Google Launches Maps Engine API To Allow Enterprise Developers To More Easily Create, Share And Publish Custom Maps

Google’s Maps Engine, its enterprise-focused service for developers who need to be able to create their own maps based on custom data, launched about two years ago and has been available commercially since last year. Today, Google is adding more functionality to the platform by launching an API for Maps Engine that allows developers to take their custom data, import it into Maps Engine and then use it in their own applications. The idea here, Google tells me, is to let organizations use Google’s fast mapping cloud infrastructure to layer their data on top of Google Maps and share them with their employees and customers.
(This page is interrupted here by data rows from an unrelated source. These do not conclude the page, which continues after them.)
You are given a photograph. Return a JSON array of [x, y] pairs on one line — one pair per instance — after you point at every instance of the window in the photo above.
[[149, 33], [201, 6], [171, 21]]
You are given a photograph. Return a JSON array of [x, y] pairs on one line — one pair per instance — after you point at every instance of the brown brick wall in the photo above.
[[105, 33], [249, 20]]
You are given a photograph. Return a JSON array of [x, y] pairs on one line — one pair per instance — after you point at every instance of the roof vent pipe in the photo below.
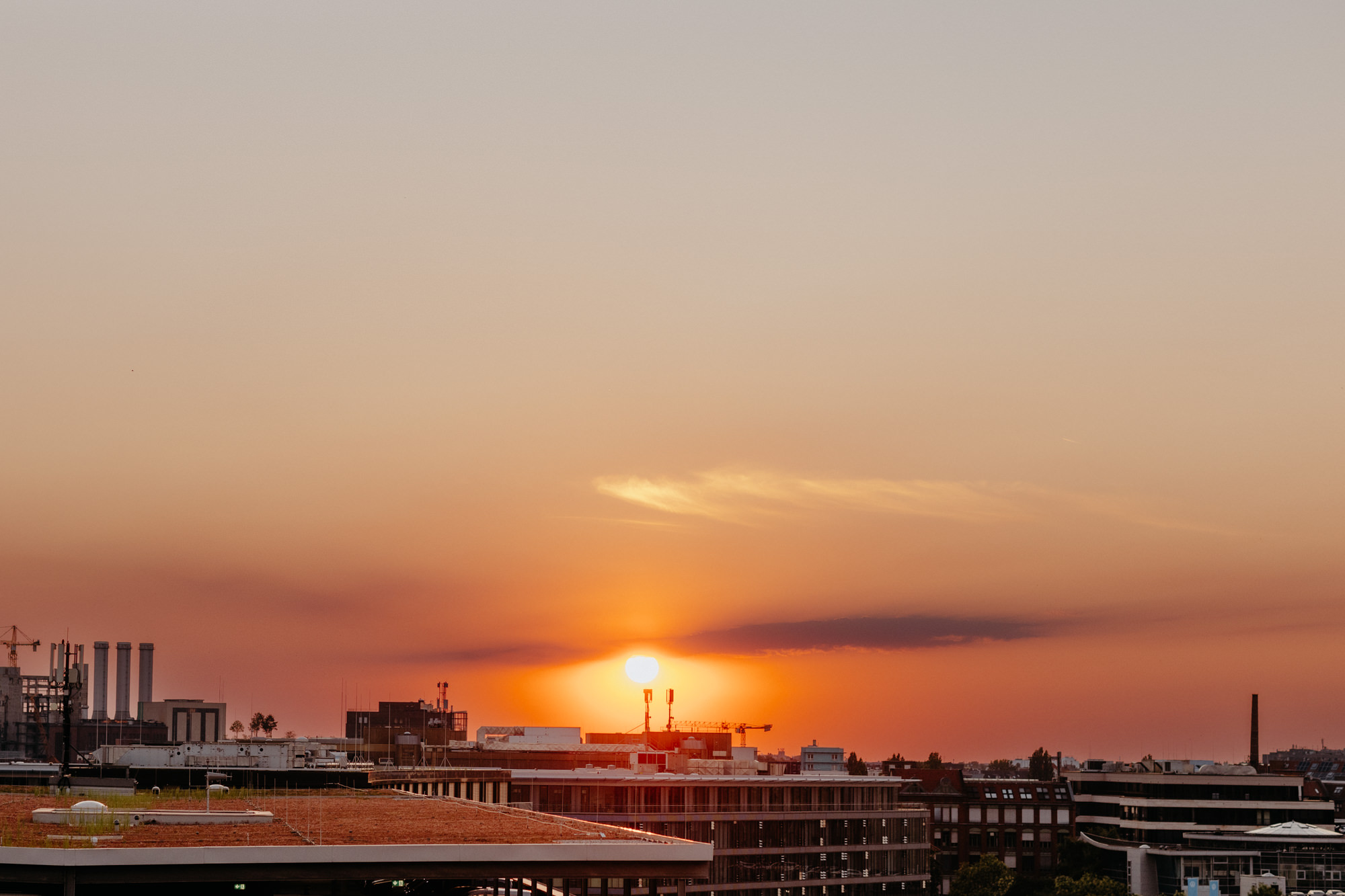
[[123, 681], [147, 678], [100, 680]]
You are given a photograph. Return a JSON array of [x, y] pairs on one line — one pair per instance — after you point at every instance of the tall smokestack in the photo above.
[[1256, 735], [100, 680], [147, 678], [123, 681]]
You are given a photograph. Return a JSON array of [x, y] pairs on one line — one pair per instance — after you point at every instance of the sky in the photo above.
[[910, 377]]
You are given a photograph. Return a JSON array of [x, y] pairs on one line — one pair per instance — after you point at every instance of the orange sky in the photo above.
[[953, 378]]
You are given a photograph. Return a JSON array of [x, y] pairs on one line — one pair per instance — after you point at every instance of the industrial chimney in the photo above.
[[1256, 759], [147, 678], [123, 681], [100, 680]]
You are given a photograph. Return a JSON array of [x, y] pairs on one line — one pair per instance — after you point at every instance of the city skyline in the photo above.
[[954, 378]]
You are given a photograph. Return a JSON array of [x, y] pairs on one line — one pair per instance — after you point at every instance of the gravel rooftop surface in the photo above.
[[321, 817]]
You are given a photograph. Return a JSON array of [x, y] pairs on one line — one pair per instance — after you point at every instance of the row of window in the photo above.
[[584, 799], [796, 833], [743, 869], [1004, 814]]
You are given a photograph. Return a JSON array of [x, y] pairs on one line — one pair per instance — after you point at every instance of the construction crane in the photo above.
[[15, 639], [740, 728], [743, 729]]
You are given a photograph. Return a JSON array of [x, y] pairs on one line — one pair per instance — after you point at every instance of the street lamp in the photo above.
[[212, 776]]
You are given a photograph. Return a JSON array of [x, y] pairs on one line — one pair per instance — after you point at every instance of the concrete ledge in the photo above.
[[451, 853], [132, 817], [294, 864]]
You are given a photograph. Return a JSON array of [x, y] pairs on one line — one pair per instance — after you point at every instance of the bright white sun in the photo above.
[[642, 669]]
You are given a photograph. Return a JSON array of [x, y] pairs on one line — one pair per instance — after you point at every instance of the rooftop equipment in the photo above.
[[100, 680], [14, 639]]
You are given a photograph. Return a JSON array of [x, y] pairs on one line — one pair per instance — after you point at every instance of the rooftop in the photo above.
[[305, 818]]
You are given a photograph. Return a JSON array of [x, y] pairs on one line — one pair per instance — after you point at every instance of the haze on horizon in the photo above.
[[950, 377]]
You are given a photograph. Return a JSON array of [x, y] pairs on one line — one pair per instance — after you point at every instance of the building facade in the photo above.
[[1147, 805], [804, 834], [1023, 822], [822, 760]]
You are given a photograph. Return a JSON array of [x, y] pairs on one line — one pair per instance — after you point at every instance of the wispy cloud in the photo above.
[[864, 633], [740, 495], [747, 497]]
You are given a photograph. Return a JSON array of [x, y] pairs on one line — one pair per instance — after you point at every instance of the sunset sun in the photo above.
[[642, 669]]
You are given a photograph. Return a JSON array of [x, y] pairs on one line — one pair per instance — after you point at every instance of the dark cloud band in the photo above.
[[866, 633]]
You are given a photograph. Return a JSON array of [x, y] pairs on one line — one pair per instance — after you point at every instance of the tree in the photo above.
[[985, 877], [1090, 885]]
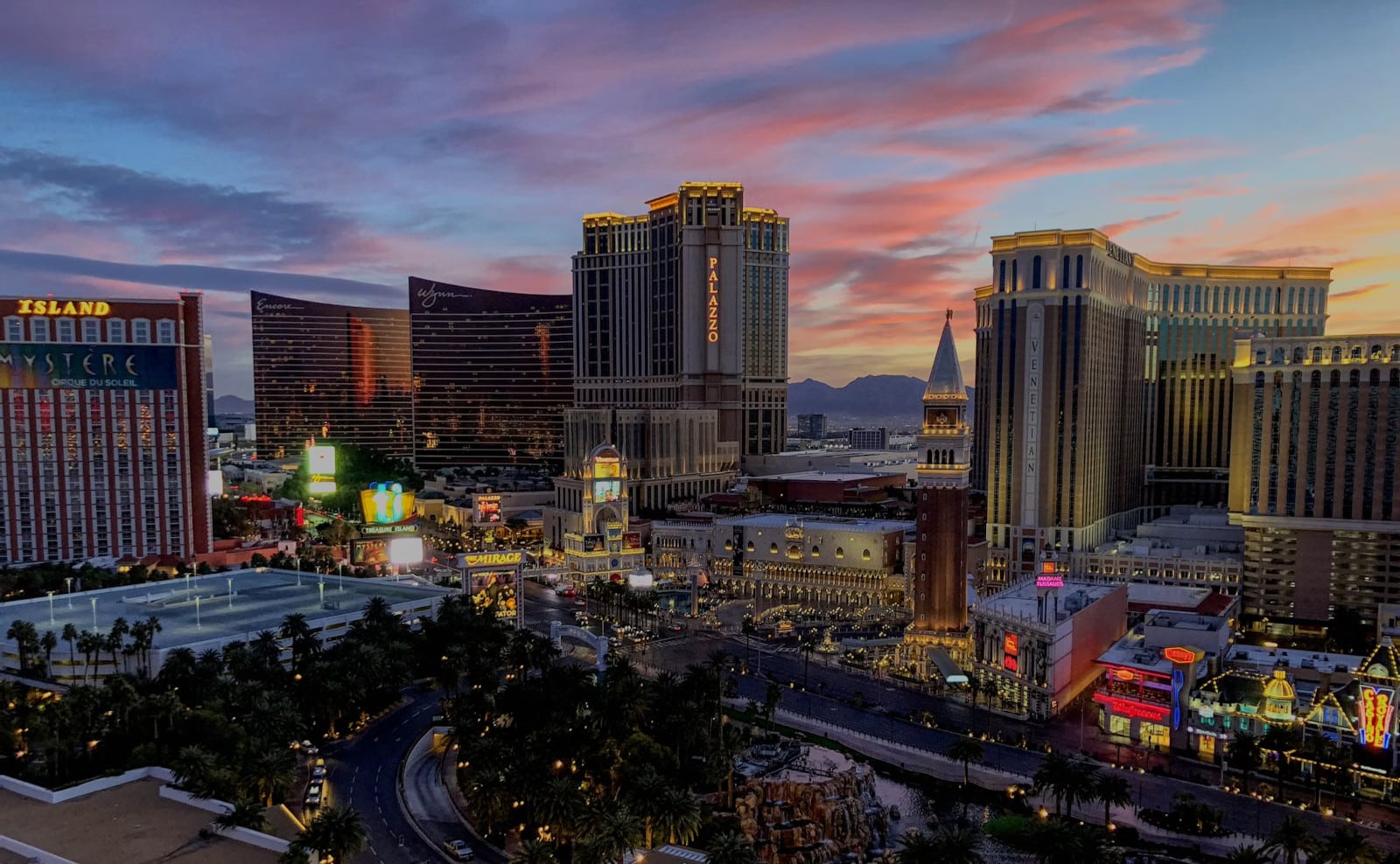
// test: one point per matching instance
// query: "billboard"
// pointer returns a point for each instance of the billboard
(321, 467)
(385, 504)
(39, 366)
(487, 508)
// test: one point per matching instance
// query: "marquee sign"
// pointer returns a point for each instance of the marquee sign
(1376, 710)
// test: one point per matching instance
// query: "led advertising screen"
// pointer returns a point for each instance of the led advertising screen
(108, 366)
(606, 490)
(385, 504)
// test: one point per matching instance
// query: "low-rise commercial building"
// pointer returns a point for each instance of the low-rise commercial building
(1036, 644)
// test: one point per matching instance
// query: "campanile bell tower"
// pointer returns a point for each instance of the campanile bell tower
(940, 583)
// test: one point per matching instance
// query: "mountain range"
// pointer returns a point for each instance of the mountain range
(874, 401)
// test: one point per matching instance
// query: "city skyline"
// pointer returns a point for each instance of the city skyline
(247, 156)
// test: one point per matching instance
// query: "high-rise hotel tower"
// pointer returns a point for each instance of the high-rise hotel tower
(681, 333)
(1103, 385)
You may be thinking that Google already has a Maps API, but as Dylan Lorimer, Google’s product manager for the Maps Engine API, told me, the regular Maps API mostly focuses on giving developers access to Google’s own mapping content. The Maps Engine API is meant to handle developers’ own data. The whole system, by the way, runs on Spanner, Google’s distributed global database.

The API, which was previously considered “experimental,” allows enterprise developers to easily upload, read and modify their data programmatically. Thanks to this new API, Lorimer noted, developers can now create maps and customized applications that align with their brands and also expose their data to any developer they designate.

FedEx, for example, has been testing the API for a while now, and part of its store locator is already powered by it today. As FedEx IT manager Pat Doyle told me, the company has been using Maps Engine to power its store locator since January, after it decided to completely rearchitect its system to use Google’s services.

The company worked closely with Google on this and some of its ideas flowed into the Maps Engine API, including, for example, an easier way to do server-side sorting for results around a specific location. Using the API, FedEx currently updates its store hours for its more than 50,000 retail touch points, including its drop boxes and stores, every 15 minutes (each store currently has about 150 data points attached to it), so if a power outage or natural disaster closes a store, that will be reflected on the site within minutes.

As Doyle noted, the system has been 100 percent reliable so far, and the company’s analytics show that more of its users now find what they are looking for when they use the store locator. You can also see a bit more about how FedEx did this in this video.

The API currently only supports a somewhat limited slice of Maps Engines’ features, which also include basic spacial queries and manipulating vector data, but the team plans to expand the API quite a bit in the near future. Lorimer also stressed when I talked to him that Google has always been interested in bringing features like this to the larger developer community — that is, those without a pricey enterprise Maps Engine account. Google has nothing to announce about this right now, but it’s safe to assume that we will hear more about this API in the future.